Lausanne a repris l'avantage de la glace en dominant Genève 3-2 lors du 5e acte aux Vernets. Mais les Vaudois ne fanfaronnent pas.
Comme depuis le début de cette série, la première équipe qui a marqué l'a emporté. Sauf que dimanche, ce scénario fut pour le moins étrange. Mené 1-0 contre le cours du jeu, le GSHC a pris l'avantage en 91 secondes lors du deuxième tiers. Et c'est comme si ce moment avait coûté le match aux Aigles. Le LHC a su réagir et à reprendre le fil du match pour s'imposer.
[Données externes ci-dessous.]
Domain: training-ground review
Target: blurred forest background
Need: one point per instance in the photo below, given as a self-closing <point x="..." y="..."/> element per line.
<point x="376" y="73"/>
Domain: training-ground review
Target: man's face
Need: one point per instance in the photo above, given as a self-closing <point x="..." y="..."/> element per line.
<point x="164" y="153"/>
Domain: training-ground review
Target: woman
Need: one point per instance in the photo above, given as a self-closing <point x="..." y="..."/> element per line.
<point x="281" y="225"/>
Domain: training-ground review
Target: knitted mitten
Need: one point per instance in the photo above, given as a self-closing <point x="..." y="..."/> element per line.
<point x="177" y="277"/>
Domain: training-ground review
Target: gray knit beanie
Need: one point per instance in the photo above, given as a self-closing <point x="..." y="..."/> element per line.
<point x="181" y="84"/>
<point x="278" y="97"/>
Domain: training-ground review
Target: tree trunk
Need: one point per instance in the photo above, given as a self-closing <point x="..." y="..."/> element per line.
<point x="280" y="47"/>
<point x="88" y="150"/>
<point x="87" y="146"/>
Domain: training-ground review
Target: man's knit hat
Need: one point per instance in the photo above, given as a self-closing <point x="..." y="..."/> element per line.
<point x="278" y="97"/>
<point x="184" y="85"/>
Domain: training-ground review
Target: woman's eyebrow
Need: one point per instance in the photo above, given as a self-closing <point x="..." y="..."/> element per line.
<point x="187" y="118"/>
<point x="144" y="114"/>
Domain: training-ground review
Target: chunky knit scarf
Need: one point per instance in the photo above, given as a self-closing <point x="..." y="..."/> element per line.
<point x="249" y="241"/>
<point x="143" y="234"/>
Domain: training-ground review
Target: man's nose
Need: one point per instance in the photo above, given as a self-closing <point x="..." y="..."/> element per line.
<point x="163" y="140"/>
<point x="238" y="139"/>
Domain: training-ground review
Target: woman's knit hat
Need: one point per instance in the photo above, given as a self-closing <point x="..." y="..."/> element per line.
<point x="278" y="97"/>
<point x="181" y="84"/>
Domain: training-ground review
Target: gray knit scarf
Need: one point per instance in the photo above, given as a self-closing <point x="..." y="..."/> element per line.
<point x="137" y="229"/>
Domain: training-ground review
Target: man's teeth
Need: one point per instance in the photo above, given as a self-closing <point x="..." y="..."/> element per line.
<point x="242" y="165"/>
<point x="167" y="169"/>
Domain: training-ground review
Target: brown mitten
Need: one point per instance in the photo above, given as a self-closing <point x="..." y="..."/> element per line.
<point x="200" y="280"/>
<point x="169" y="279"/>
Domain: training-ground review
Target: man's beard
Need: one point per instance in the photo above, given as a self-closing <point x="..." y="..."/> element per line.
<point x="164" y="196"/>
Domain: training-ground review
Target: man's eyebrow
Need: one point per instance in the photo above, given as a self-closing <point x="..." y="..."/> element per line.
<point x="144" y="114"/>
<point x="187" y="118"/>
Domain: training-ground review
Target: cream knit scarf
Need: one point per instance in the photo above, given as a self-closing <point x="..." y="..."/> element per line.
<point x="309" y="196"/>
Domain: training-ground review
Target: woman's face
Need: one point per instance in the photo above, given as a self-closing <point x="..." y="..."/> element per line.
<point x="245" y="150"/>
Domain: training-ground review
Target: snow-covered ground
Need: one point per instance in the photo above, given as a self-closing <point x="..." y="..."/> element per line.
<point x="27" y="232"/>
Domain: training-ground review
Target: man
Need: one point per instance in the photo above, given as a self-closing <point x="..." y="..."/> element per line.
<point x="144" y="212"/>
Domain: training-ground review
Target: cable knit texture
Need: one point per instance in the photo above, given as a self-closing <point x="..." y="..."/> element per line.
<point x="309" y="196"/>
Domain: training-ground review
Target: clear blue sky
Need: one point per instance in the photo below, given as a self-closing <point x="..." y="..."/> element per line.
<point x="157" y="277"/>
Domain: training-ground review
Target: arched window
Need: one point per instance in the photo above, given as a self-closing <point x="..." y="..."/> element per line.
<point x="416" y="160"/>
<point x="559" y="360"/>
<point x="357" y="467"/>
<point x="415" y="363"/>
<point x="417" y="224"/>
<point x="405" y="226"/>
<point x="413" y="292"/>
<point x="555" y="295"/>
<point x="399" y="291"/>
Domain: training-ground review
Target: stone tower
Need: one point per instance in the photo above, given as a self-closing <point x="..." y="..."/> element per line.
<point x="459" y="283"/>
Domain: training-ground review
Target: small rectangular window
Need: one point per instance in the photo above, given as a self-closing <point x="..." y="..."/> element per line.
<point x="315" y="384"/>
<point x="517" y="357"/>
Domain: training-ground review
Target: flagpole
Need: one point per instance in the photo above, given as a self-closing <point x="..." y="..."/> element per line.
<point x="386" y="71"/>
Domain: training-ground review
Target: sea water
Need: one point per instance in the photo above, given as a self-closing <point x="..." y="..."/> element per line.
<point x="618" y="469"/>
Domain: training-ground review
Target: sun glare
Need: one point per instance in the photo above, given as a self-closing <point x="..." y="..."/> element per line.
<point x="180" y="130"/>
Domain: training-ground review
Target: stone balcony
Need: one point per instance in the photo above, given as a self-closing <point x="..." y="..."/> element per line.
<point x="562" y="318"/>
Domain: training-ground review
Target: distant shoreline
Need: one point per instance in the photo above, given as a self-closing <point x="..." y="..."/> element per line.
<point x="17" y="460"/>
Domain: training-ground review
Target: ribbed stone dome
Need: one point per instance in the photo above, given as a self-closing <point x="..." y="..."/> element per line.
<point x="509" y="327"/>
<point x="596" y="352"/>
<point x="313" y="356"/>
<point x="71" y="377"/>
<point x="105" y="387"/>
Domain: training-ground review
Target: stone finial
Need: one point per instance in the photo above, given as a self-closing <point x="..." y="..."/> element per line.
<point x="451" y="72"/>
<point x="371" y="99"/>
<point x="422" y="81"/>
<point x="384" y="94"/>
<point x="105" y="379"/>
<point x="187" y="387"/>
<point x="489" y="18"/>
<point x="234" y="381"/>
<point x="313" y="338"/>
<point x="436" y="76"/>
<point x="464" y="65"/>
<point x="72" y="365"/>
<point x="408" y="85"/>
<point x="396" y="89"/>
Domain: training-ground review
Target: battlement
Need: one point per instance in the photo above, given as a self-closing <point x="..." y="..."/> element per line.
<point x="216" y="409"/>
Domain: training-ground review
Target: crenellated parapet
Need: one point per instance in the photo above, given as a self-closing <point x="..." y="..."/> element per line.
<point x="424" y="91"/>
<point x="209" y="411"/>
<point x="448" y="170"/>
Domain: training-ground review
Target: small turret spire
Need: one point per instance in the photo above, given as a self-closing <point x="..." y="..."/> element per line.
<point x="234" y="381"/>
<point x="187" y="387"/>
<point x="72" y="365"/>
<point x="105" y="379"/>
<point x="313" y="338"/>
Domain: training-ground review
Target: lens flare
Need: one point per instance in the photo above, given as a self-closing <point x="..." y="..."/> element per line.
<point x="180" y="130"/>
A l'heure de l'interview, Damien Riat semblait particulièrement calme. Forcément que la victoire a aidé, mais l'expérience des deux dernières finales aussi. "C'est les play-off, on sait qu'un jeu peut tourner un match, glisse-t-il. C'était un bon match de play-off et on est juste déjà concentré sur le prochain match."
Les fameux détails
A la question de savoir quel a été le tournant de ce match, le capitaine des Lions a préféré le mutisme. "Je vais faire une Geoff Ward", a-t-il lancé en rigolant. Sous-entendu, il ne va rien dévoiler. On imagine quand même volontiers que le 2-1 genevois après un slew footing d'Ignatavicius non sanctionné a pu secouer des Vaudois qui ont été meilleurs dès ce moment du match. Est-ce un sentiment d'injustice qui a permis ce renversement de situation, sachant que la victime, Fabian Heldner en l'occurrence, n'a pu terminer le match? "Ce sont plein de détails, commente Riat. Si tu n'es pas dans la ligne, tu peux prendre le goal si tu ne bloques pas le shoot. Cela peut être une mauvaise sortie de zone où tu commets un turnover et ça rentre dans ton goal. Cela peut être une pénalité ou le 2-1."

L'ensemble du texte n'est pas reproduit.